Hakim mengatakan dari estimasi harga gading mencapai miliaran Rupiah, seharusnya bukan lima terdakwa itu saja yang diseret ke Pengadilan. Waruwu menambahkan, jika para perantara saja yang berhasil diseret ke Pengadilan akan menimbulkan preseden buruk bagi masyarakat.

"Ke depan jangan segini. Artinya yang disuguhkan orang-orang (terdakwa) seperti itu. Sampaikan ke pimpinan. Pemasok tidak jelas, penampung tidak jelas," katanya.

"Saya tidak yakin mereka pemilik gading miliaran rupiah. Ada orang dibelakang mereka. Ruang dan kesempatan penyidik harus terukur. Tutup semua akses," lanjut Hakim Waruwu.

Sidang perdagangan gading gajah yang digelar pada Selasa sore sekitar pukul 16.00 WIB. Selain mendengarkan keterangan saksi Hendra, turut diperdengarkan dua saksi lainnya yakni dari BKSDA dan Dinas Kehutanan Provinsi Riau.

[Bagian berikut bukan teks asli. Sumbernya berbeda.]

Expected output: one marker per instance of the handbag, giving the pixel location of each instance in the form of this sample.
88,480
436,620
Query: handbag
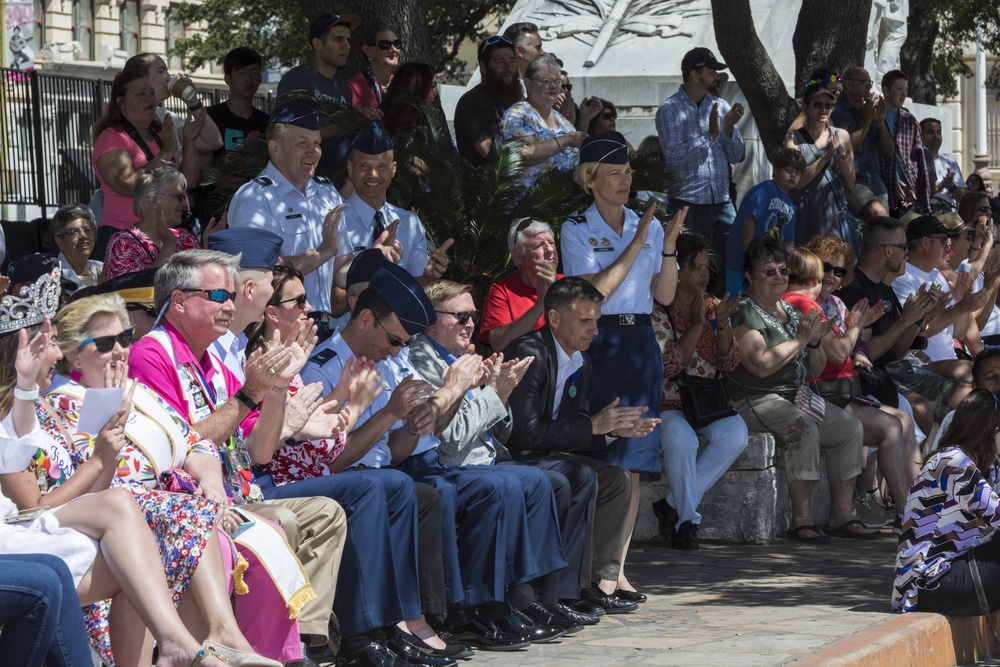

Sementara itu, sebelum mendengarkan keterangan saksi, sidang berawal dengan mendengar dakwaan yang dibacakan oleh dua jaksa penuntut umum (JPU) Kejaksaan Tinggi Riau, Wilsa dan Pince.

Dalam dakwaannya, kelima terdakwa dijerat dengan Pasal 21 ayat (2) huruf D, Pasal 40 ayat (1) Undang-Undang Nomor 5 tahun 1990 tentang Konservasi Sumber Daya Alam Hayati dan Ekosistemnya.

Sidang ditunda dengan agenda mendengarkan keterangan saksi-saksi pada pekan depan. Kasus perdagangan dua gading gajah itu sendiri sebelumnya diungkap Ditreskrimsus Polda Riau pada Jumat 20 Mei 2016 lalu di sebuah restoran mewah di Kota Pekanbaru. Kelima terdakwa saat itu tertangkap tangan sedang menunggu pembeli.